Y lo hizo. Una hora más tarde — ¿dos horas más tarde? — , un montón de agua más tarde, y con Vega alta en el este pero aún lejos del meridiano, me di cuenta de que la orilla colgaba sobre mí por mi lado izquierdo. Comprobé y corregí el rumbo hacia el oeste y seguí nadando. Poco después mi cabeza golpeó contra un tronco, pasé al otro lado y me agarré a él, tiré hacia arriba, luego me abrí camino entre un interminable amasijo de troncos hasta la orilla.
Trepar a la orilla no fue problema porque estaba tan sólo a medio metro de altura, aproximadamente, en aquel punto. El único problema era que el barro era espeso y resbaladizo. Conseguí dominarlo, me detuve, y me afirmé.
A mi alrededor todo estaba negro como la tinta, con las estrellas como única luz. Podía distinguir el negro suave del agua del denso negro de la maleza detrás mío únicamente por el débil reflejo de la luz de las estrellas en el agua. ¿Direcciones?
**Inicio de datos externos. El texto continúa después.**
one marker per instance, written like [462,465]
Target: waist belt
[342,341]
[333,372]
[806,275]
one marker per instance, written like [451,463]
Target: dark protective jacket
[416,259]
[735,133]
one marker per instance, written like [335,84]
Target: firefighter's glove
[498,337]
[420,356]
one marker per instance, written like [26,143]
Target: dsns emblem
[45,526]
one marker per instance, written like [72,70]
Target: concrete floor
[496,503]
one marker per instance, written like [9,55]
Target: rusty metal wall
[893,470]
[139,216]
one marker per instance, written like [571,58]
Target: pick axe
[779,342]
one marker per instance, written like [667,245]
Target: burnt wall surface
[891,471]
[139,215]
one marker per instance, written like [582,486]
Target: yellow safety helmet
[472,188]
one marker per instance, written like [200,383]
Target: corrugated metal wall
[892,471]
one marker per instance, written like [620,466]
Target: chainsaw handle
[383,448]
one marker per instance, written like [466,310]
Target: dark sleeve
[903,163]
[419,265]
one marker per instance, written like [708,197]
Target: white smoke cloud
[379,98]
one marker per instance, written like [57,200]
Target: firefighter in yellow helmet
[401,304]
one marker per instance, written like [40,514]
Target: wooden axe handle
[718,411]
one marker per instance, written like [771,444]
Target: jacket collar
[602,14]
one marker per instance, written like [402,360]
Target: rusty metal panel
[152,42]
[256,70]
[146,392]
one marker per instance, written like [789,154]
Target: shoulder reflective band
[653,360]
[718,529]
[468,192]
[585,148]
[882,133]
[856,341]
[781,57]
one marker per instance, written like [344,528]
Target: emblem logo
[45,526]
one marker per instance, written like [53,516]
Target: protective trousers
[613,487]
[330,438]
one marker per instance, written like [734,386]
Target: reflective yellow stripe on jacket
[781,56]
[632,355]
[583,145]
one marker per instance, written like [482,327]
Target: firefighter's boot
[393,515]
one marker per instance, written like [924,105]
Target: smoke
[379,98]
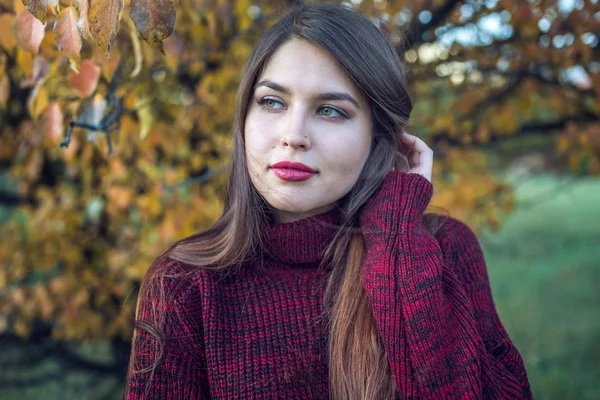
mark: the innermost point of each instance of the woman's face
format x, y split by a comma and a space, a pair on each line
305, 109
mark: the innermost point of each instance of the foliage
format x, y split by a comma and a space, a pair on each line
84, 224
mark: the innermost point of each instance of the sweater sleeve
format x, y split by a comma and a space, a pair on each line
432, 301
180, 371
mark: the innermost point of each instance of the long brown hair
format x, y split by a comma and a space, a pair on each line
358, 364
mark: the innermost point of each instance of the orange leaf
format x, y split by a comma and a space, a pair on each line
37, 8
39, 69
29, 31
84, 24
86, 81
67, 36
154, 19
104, 22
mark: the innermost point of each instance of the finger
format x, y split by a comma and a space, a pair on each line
401, 162
416, 143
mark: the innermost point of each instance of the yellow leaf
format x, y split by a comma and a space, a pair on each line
38, 101
29, 31
37, 8
67, 36
154, 19
83, 24
146, 120
104, 22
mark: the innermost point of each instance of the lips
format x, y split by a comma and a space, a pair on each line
293, 165
293, 171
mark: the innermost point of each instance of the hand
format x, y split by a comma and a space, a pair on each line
417, 160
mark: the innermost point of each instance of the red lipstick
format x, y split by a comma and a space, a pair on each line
293, 171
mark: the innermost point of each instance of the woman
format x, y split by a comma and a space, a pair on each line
323, 278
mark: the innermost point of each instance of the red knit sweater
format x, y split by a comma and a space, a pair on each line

Le Polar estaba ahora bloqueada por las nubes, pero la Osa Mayor me dijo dónde tenía que estar y aquello me fue confirmado por la Espiga brillando al sur y Antares en el sudeste.
Esta orientación por las estrellas me dijo que el oeste estaba directamente tras aquellas densas malezas negras.
Mi única alternativa era volver al agua, dejarme llevar por el río… y terminar en algún momento mañana de nuevo en Vicksburg.
No, gracias. Me encaminé hacia la maleza.
Pasaré rápidamente por las siguientes horas. Puede que esta no fuera la noche más larga de mi vida, pero seguro que fue la más deprimente. Estoy convencida de que debe haber junglas más densas y más peligrosas en la Tierra que las malezas de las orillas del bajo Mississippi. Pero no deseo tener que abrirme paso por ella, especialmente sin un machete (¡ni siquiera una navaja de Boy Scout!).